Les poètes disent la vérité

Ion Pop, Magda Cârneci, Simona Popescu et Ion Mureşan autour de Jacques Darras à la Maison de la poésie à Paris

Cinq poètes samedi soir, sur la scène de l’amphithéâtre de la Maison de la Poésie. Quatre poètes roumains autour du poète français Jacques Darras, pour une des rencontres dédiées à l’Europe. J’étais dans la salle (où se trouvaient aussi les poètes Dinu Flamând et Sebastian Reichman), et j’ai pris en notes, pour vous, les meilleurs moments de la soirée.

Les présentations et les questions générales étant faites, Jacques Darras s’émerveille du nombre de poètes dont s’honore encore la littérature roumaine contemporaine. Il parle de « générations spontanées », chacun y va de son hochement de tête, oui oui des poètes comme s’il en pleuvait et « le Roumain est né poète ». Là, Simona Popescu, que  l’on sait peu encline au lyrisme et au larmoiement jette son pavé dans la mare : « La poésie est morte ». Ion Mureşan la contre immédiatement. Sa théorie : « La société est comme un organisme humain, quand il y a infection, il y a sécrétion d’anticorps. La société malade sécrète des poètes.

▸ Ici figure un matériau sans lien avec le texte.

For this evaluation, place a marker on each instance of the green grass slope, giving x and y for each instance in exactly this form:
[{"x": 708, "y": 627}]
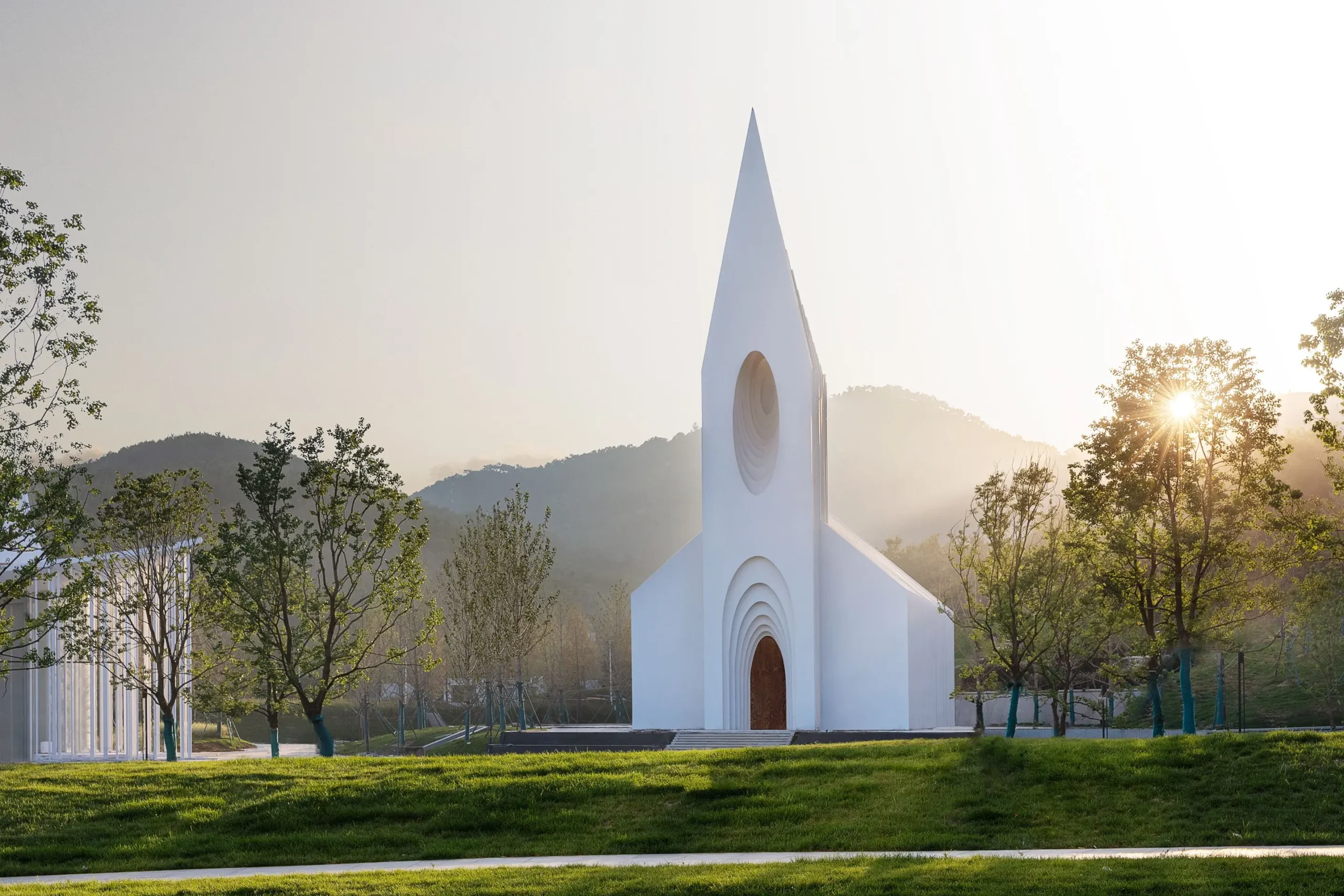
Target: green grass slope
[
  {"x": 967, "y": 878},
  {"x": 951, "y": 794}
]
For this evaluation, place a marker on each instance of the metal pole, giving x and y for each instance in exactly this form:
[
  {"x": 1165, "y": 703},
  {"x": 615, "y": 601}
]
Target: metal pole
[{"x": 1241, "y": 691}]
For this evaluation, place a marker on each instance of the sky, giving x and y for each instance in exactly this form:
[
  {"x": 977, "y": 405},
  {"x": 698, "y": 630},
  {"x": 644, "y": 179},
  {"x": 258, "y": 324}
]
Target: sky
[{"x": 494, "y": 230}]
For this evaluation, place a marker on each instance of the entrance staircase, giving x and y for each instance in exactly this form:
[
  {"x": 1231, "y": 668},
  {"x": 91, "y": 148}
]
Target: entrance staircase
[{"x": 723, "y": 739}]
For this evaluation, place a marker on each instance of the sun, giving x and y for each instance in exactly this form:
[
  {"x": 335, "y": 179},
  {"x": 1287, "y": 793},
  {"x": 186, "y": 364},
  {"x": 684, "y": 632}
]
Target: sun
[{"x": 1182, "y": 406}]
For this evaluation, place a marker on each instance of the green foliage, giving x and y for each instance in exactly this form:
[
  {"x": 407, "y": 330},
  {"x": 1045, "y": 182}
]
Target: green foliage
[
  {"x": 494, "y": 587},
  {"x": 851, "y": 878},
  {"x": 1179, "y": 480},
  {"x": 313, "y": 598},
  {"x": 1175, "y": 500},
  {"x": 948, "y": 794},
  {"x": 44, "y": 344},
  {"x": 42, "y": 339},
  {"x": 1326, "y": 347}
]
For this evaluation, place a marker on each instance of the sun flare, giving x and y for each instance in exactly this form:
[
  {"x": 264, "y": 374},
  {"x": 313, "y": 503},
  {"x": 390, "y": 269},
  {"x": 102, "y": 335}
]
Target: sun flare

La société roumaine n’étant pas encore saine, elle sécrète encore de nombreux poètes ».
Jacques Darras penche, perplexe, les deux hémisphères de sa chevelure impeccablement blanche vers Ion Mureşan: « Un pays sans poète serait exempt de maladies??? Un pays sans poètes est mort!  Il est guéri, certes, mais drôlement guéri! »
Magda Cârneci pense, elle, que les poètes « sont les cellules sociales et sensibles de la société: ils sont des cellules rares, utiles et très spéciales qu’elle sécrète pour son avenir ».
Ion Pop file la métaphore pour évoquer le désamour du monde éditorial pour la poésie: « Encore faut-il qu’il y ait des microscopes pour dépister ces cellules… Comme partout ailleurs les tirages baissent énormément… mais nous avons en Roumanie encore le temps de faire quelque chose. »

La discussion, passionnante, sans le moindre temps mort, contient aussi une excursion dans l’histoire littéraire roumaine et notamment celle du XXème siècle avec ses Roumains avant-gardistes dont tant de poètes et d’artistes européens sont aujourd’hui le fruit.
Jacques Darras mentionne d’ailleurs à juste titre « nous venons de vous entendre citer 10, 15, 20 grands noms de symbolistes et de post-symbolistes, mais pourquoi n’avons-nous pas d’histoire littéraire roumaine en français?? »

Un dialogue nourri autour de l’expression de l’absurde, des considérations très sensibles au sujet du tournant historique de 1989… La soirée défile grand train et il ne s’agit pas d’oublier les lectures. Simona Popescu la bucarestoise (ci-contre en 2005) et Ion Mureşan (ci-dessus, l’autre soir) le « clujéen » (les habitants de Cluj ont-ils un nom en français???) sont assez rarement à Paris. Et Ion Pop, ce poète et critique de grande classe qui a publié récemment un essai chez Maurice Nadeau n’est pas si souvent présent ici. Quant à Magda Cârneci, elle  assume brillamment la direction de l’Institut culturel roumain de Paris et ce n’est pas si souvent qu’on l’entend lire ses textes…

Magda Cârneci lit trois poèmes d’un cycle « politique » et elle justifie son choix : « pour que l’on se souvienne ». Les travaux d’Aphrodite, Place Matache Song et Au milieu de la ville.

Ion Pop lit La colère des pierres et Brancusi a décidé.

Simona Popescu lit Song à trente-sept ans, un extrait de Doina et Sanguineti.

Quant à Ion Mureşan, il nous offre le spectacle de son poème Le verre.

Chacun lit en roumain et Jacques Darras fait une lecture – très bonne, très juste, quel plaisir!!- des traductions françaises.